No matter how experienced of a hiker you are, you should always have some sort of emergency kit. What exactly is in your emergency kit varies depending on you skill level, who you are with, and the area you are hiking in. To give you an idea though of what to include, here’s what I like to keep in my kit at all times:
- First-Aid Kit: This can be a store bought one, or one you assemble yourself, just make sure you bring it along with you.
- Knife: Any type of blade will really do, knives are an invaluable tool when hiking in the woods, and can be used in many different ways.
- Flashlight: Sure, you can use the light on your phone, but wouldn’t you rather save your phone’s battery so you can call for help?

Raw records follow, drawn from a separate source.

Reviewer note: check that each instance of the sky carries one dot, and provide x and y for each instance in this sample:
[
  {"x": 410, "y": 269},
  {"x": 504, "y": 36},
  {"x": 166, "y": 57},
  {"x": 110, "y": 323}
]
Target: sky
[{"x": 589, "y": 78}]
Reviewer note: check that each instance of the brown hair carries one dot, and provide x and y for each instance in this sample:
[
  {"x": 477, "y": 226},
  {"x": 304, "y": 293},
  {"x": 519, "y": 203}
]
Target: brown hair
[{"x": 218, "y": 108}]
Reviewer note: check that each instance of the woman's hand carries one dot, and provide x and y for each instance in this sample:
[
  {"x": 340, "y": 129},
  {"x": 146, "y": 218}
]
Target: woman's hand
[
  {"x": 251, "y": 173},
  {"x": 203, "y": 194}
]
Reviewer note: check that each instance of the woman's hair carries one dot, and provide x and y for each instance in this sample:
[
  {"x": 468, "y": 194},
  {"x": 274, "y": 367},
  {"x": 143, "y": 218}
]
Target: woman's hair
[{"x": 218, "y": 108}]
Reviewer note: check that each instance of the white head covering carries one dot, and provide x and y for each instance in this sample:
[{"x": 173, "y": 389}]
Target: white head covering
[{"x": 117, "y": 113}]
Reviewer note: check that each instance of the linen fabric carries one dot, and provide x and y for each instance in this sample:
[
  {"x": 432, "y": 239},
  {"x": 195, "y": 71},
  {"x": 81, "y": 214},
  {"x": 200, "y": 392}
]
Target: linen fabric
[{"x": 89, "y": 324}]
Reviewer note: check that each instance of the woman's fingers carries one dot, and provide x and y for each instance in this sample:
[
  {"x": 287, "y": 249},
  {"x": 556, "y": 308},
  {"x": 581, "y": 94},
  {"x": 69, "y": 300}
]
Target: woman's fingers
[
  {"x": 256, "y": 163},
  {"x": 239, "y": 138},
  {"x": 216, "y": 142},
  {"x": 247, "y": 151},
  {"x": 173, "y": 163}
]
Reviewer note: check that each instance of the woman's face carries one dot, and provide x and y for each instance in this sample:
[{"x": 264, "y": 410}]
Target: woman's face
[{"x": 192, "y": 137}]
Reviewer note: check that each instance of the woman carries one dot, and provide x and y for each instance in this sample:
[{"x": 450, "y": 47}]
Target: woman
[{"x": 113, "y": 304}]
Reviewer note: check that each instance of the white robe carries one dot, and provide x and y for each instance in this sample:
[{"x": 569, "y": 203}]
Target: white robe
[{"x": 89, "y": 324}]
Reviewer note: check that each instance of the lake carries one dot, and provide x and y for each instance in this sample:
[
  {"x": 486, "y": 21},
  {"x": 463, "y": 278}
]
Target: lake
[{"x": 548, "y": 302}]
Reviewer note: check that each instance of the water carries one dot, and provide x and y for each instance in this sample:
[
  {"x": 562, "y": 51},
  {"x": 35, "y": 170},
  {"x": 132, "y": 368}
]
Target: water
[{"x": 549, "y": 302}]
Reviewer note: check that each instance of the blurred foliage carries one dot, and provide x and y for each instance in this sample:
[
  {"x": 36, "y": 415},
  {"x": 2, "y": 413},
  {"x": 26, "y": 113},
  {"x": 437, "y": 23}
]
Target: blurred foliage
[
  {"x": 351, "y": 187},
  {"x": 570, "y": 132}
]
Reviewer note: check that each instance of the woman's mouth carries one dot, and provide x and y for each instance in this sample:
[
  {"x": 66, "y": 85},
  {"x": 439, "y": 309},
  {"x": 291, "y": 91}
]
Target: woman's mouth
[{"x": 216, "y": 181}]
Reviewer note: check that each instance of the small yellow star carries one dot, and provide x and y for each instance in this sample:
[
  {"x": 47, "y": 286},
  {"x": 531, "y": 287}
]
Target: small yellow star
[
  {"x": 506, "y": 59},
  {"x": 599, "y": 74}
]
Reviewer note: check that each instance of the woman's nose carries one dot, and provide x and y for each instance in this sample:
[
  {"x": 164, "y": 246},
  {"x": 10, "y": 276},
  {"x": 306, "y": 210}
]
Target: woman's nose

- Extra Batteries: It’s better to be prepared for when your flashlight dies, than to be lost in the dark.
- Map and Compass: As long you have these two items, and know how to read them, you’ll never be lost.
- Flint and Steel: It can take a while to learn how to use flint and steel correctly, but after you do learn, you should always take this instead of matches. Lasts longer, and is waterproof.
- Duct Tape: As every seasoned camper knows, duct tape has the uncanny ability to fix anything. Well, almost anything.
- Whistle: These are great for calling attention to you when you think you might see someone who can help.
- Space Blanket: In case you get lost overnight, these keep in 90% of your body heat. They will definitely keep you warm through the night.
- Emergency Food and Water: You don’t know how long you could be stranded, so always bring an extra two bottles of water, and some granola bars. If you want to be even more prepared, bring a water purifier.
Now, this is just a general guideline, you will have to alter it to fit your needs. Such as, if you have a medical condition, bring a couple days worth of your medication, in case you do end up lost. If you’re hiking in bear country, bring a can of bear mace. Little alterations like those can mean the difference between being found alive or dead. It’s your job as a responsible hiker to assess the situation you will be getting into, and to decide what to bring with you.